A single, mother of two working in a fast food restaurant can’t afford insurance, much less the blood thinner she needs to stay healthy. Deferred health care finally lands her in the emergency room. Now unable to work, she can qualify for Medicaid, at least as long as she’s too sick to go back to the restaurant.
These are two among innumerable real-life examples of how broken the health care system in the United States has become, says Harpers Ferry’s Dr. David Baltierra. He has joined with numerous others from our area who formed the Eastern Panhandle Single-Payer Action Network, which is sponsoring the forum “Healthcare for All – How?” on Tuesday, March 24, at 7:30 p.m. in the Robert C. Byrd Center for Legislative Studies, 213 N. King St., in Shepherdstown.
Those who attend the forum can learn about the single-payer plan and other proposals to fix the broken healthcare system, say Shepherdstown’s Ann Coulter and Lynn Yellott, two of the founding members of EPSPAN.
Margaret Flowers M.D., of Maryland Physicians for a National Health Program and Richard McVay, of PennAction, will be the forum speakers. And Hannah Geffert, of SU, will moderate the forum.
“There is no reason why 18,000 people a year should die because they don’t have health care,” Yellott says.
She and Coulter said it is a myth that Americans do not want universal health care. Under the single-payer program, they say, everyone pays a little, through taxes, and everyone gets health care. People still would have control over their health insurance and could choose their doctors. In fact they noted some 60 percent of all health care in the US is provided by the taxpayers through Medicare, Medicaid, the VA, and government employee health care programs. The single-payer program would essentially be “Medicare for all,” they said.
EPSPAN wants to mobilize the public to contact their representatives and urge them to support and pass House Resolution 676.
The United States National Health Care Act, HR 676, would establish a new national health insurance program by creating a single-payer healthcare system. It creates publicly financed, privately delivered healthcare that uses the already existing Medicare program by expanding it to cover all Americans.
For Baltierra, the most important part of HR 676 is that it would ensure that all citizens, guaranteed by law, will have access to the highest quality and cost-effective health services regardless of employment, income or healthcare status.

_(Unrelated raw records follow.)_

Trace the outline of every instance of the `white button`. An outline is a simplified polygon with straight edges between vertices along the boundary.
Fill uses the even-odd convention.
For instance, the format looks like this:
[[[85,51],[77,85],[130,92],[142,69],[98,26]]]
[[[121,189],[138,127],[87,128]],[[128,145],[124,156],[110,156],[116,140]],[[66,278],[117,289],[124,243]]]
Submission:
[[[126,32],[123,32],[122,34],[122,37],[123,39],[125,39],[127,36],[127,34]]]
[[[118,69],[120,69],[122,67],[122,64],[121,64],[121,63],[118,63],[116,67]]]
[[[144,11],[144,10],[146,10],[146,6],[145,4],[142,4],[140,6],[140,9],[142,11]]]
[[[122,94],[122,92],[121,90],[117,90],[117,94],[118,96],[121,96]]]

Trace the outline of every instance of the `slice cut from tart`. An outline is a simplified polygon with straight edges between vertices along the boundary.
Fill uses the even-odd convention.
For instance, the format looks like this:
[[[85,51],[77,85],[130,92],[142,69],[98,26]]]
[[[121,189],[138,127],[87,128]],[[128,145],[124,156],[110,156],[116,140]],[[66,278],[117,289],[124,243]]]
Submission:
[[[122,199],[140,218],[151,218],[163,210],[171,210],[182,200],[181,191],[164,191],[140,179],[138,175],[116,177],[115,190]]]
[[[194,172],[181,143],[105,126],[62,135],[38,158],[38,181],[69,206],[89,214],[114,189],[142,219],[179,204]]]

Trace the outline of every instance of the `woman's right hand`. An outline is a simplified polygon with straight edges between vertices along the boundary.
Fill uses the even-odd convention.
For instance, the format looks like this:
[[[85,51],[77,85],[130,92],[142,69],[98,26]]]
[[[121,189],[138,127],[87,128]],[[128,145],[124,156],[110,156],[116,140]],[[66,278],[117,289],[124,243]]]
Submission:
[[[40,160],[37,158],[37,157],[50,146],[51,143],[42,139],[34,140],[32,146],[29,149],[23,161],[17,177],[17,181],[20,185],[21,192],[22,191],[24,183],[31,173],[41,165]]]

EPSPAN members admit it will be a challenge to overhaul the health care system, which, instead of being a by-right human service, has become big business.
“Whenever you try to take somebody’s profits away, it’s a big lobby” to fight, Baltierra concedes.
“There’s a lot of pressure from drug companies and everybody else who makes a buck on health insurance. Maybe that’s not where we should be making our bucks.”